ACTOR, LIMITED SERIES
Nominees: Colin Firth, “The Staircase”; Andrew Garfield, “Under the Banner of Heaven”; Oscar Isaac, “Scenes from a Marriage”; Michael Keaton, “Dopesick”; Himesh Patel, “Station Eleven”; Sebastian Stan, “Pam & Tommy.”
ELBER:
Should win and will win: Michael Keaton, for his restrained portrayal of a small-town doctor who's ensnared by opioids at incalculable cost, to him and his patients. The Oscar-winning star is a gift to the small screen.
KENNEDY:
Should win: Isaac, who in “Scenes from a Marriage” whipsaws from being tightly controlled to impulsive, a little befuddled, liable to snap and always human as his heart broke.
Will win: Keaton, who always it seems is an underestimated talent, shining in a role perfectly suited to him: a sweet local doctor gradually understanding the horror he has helped create. A little too perfect, but, hey.
ACTRESS, LIMITED SERIES
Nominees: Toni Collette, “The Staircase”; Julia Garner, “Inventing Anna”; Lily James, “Pam & Tommy”; Sarah Paulson, “Impeachment: American Crime Story”; Margaret Qualley, “Maid”; Amanda Seyfried, “The Dropout.”
ELBER:
Should win: Qualley did justice to a rarely seen screen character — a struggling, blue-collar single mom — with a nuanced, breakout performance in “Maid.”
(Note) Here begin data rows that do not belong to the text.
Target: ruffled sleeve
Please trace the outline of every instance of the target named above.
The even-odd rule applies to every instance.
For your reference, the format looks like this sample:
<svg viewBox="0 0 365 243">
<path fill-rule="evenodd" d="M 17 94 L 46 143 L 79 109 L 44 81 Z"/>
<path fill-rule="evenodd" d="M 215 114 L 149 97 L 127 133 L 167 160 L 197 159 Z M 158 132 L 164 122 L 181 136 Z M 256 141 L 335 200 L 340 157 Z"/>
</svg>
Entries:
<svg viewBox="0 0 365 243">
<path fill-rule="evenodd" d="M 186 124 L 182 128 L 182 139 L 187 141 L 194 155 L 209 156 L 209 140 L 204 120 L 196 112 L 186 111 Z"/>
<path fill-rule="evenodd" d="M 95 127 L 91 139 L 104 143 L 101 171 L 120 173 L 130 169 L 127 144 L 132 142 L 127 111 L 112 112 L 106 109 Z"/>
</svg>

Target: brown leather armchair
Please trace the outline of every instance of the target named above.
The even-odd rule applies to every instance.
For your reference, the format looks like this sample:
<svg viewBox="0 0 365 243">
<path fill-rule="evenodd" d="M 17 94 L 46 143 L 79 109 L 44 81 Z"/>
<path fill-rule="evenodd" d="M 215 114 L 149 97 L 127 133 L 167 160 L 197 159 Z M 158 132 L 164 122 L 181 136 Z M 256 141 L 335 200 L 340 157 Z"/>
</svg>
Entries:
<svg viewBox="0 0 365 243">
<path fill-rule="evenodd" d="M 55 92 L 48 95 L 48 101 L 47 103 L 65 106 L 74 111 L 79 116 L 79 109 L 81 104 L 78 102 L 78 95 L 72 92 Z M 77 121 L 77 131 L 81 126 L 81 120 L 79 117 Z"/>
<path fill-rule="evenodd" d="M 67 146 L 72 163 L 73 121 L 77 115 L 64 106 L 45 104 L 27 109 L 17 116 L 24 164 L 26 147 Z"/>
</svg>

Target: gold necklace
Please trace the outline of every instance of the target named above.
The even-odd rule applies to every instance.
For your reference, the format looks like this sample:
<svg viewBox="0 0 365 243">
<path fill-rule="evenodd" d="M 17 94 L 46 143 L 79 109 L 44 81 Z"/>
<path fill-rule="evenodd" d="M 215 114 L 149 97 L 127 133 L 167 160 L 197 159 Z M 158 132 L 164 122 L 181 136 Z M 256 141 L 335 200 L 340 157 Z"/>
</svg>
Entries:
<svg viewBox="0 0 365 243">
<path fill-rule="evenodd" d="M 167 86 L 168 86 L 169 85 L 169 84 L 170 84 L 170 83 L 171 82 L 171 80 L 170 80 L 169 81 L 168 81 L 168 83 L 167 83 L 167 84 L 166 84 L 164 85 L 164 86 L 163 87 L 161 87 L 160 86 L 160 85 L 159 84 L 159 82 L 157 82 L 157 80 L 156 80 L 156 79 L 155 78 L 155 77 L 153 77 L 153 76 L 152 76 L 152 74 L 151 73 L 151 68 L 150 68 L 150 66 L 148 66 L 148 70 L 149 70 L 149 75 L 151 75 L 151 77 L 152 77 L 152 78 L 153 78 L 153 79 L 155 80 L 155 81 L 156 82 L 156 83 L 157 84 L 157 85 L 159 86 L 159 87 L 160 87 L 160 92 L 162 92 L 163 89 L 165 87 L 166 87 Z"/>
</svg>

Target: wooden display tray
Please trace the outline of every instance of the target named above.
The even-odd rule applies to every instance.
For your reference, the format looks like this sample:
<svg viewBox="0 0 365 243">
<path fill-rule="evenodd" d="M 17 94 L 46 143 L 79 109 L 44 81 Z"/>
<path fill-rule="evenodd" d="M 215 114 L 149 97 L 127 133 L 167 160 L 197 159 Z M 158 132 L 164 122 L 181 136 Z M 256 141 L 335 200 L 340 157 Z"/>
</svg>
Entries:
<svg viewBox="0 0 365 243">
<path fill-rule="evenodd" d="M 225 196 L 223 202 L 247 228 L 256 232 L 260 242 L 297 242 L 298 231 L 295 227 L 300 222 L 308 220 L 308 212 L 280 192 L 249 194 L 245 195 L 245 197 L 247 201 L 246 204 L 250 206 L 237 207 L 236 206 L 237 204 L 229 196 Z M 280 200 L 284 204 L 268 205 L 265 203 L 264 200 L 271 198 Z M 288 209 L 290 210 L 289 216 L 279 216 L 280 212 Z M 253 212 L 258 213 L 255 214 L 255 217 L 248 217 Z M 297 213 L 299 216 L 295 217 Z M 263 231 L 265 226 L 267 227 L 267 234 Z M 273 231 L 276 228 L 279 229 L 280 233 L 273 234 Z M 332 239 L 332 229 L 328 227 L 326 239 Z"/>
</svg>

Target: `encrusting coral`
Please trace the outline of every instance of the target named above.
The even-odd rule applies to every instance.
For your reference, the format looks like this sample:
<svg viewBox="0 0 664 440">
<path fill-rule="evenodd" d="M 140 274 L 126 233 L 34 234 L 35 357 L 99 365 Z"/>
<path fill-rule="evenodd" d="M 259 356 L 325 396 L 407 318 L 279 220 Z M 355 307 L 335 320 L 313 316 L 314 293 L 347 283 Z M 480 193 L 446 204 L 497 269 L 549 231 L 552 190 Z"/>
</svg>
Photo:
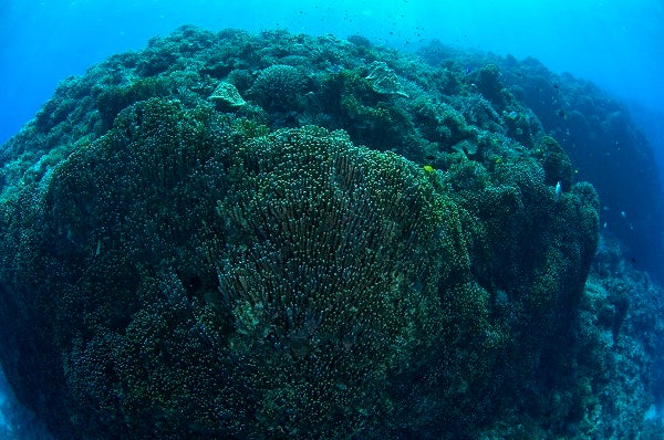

Will win: Seyfried, whose portrayal of an ill-fated Silicon Valley whiz kid in “The Dropout” was a pull-out-the-stops barn burner.
KENNEDY:
Should win and will win: We’ll no doubt see all these actors again at the Emmys, but this year it is all about Seyfried, who played a fraudster with a Yoda-loving, Mandarin-speaking, munching-on-a-scorpion and dancing poorly essence.